Jindal, who grew up in Kolkata, came to this 10,000-acre site in Karnataka “with my husband, to build the steel plant, so I got to know this old land of rich Karnatak music,” once written on palm leaves. “I realised heritage is a form of art, and a root of new forms. I wanted Hampi Art Labs to be in ancient Hampi as an inspiration.”
Since 2000, her foundation has helped conserve Hindu temples that were destroyed by a Muslim confederacy, at a time when religious architecture is being weaponised for political ends. Yet for Jindal, “Hampi is not about religion.

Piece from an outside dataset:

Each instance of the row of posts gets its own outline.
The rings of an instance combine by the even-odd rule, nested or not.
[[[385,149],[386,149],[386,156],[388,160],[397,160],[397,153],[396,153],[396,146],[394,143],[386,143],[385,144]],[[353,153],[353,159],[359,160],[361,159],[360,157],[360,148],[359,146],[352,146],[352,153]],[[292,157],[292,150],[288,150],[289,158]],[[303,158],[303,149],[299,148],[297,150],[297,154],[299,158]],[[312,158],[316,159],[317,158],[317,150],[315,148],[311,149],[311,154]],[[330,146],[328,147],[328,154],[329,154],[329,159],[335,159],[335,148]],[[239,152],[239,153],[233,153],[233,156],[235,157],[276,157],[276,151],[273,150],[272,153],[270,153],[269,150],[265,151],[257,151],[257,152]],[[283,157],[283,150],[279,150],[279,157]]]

There are only two living temples; the rest are ruins.” She has also restored a synagogue in Mumbai. “I’ll restore mosques as well.”
One Hampi temple may have been spared from conquerors’ torches by its Indo-Islamic arches — testament to the hybrid architecture of a pluralist empire. “Two cultures merged and coexisted,” says Promiti Hossain, a Bangladeshi artist based in Santiniketan, West Bengal. Her watercolour-and-ink drawings reference imperial history. With the trauma of invasions arose “new artistic techniques”, she says. Islamic powers “stayed and introduced their craft and sculpture. It’s not the same as colonial impact, when so much was taken from us.”
This history is partially explored in the township’s Kaladham art village, founded in 2012, whose multimedia museum has images of a famous stone chariot pulled by sculpted elephants in Hampi, where friezes depict Chinese, Arab and Portuguese traders who visited. Like the museum, the Art Labs are meant to serve the township’s population, with two exhibitions a year. The inaugural show Right Foot First — its title from a Hindu belief about crossing thresholds — shows works from Jindal’s art collection of 1998-2023, from Andy Warhol and Ai Weiwei to Praneet Soi and Atul Dodiya.


“To promote Indian art is our focus and mandate,” Tarini Jindal Handa, Jindal’s daughter and creative director of Hampi Art Labs, tells me. The aim is that the residency be “80 per cent for Indian artists”, with a further focus on south Asia. Partnerships are planned with the Delfina Foundation and the Institut Français. The urban location of most artists’ residences in India, Handa says, restricts their scale. Here, there are production facilities for printmaking, 3D printing, sculpting in metal and stone, and ceramics — including local black ware made of iron-rich terracotta. In her view, “a lot of crafts are endangered because there’s no patronage. The younger generation doesn’t want to learn from their parents. My dream is that they realise the worth of their crafts or we’ll lose everything. New ideas are important.”
Madhavi Gore from Goa is among artists eager to work with handloom artisans — descendants of those who built Vijayanagar: “I’ve worked on looms in a rudimentary way I’d like to finesse. For process-based art, you need space, and this” — she gestures at her studio — “provides it.”
But what of potential tensions between heavy industry and environmentalist art? “The energy needs we have are immense,” says Sharbendu De, a resident whose photography has chronicled the Delhi smog. “Cutting carbon will hit common people. So we have to find a more subtle and balanced way.” If steelmaking’s resources are coupled with robust artistic freedom, Hampi Art Labs might help open a path.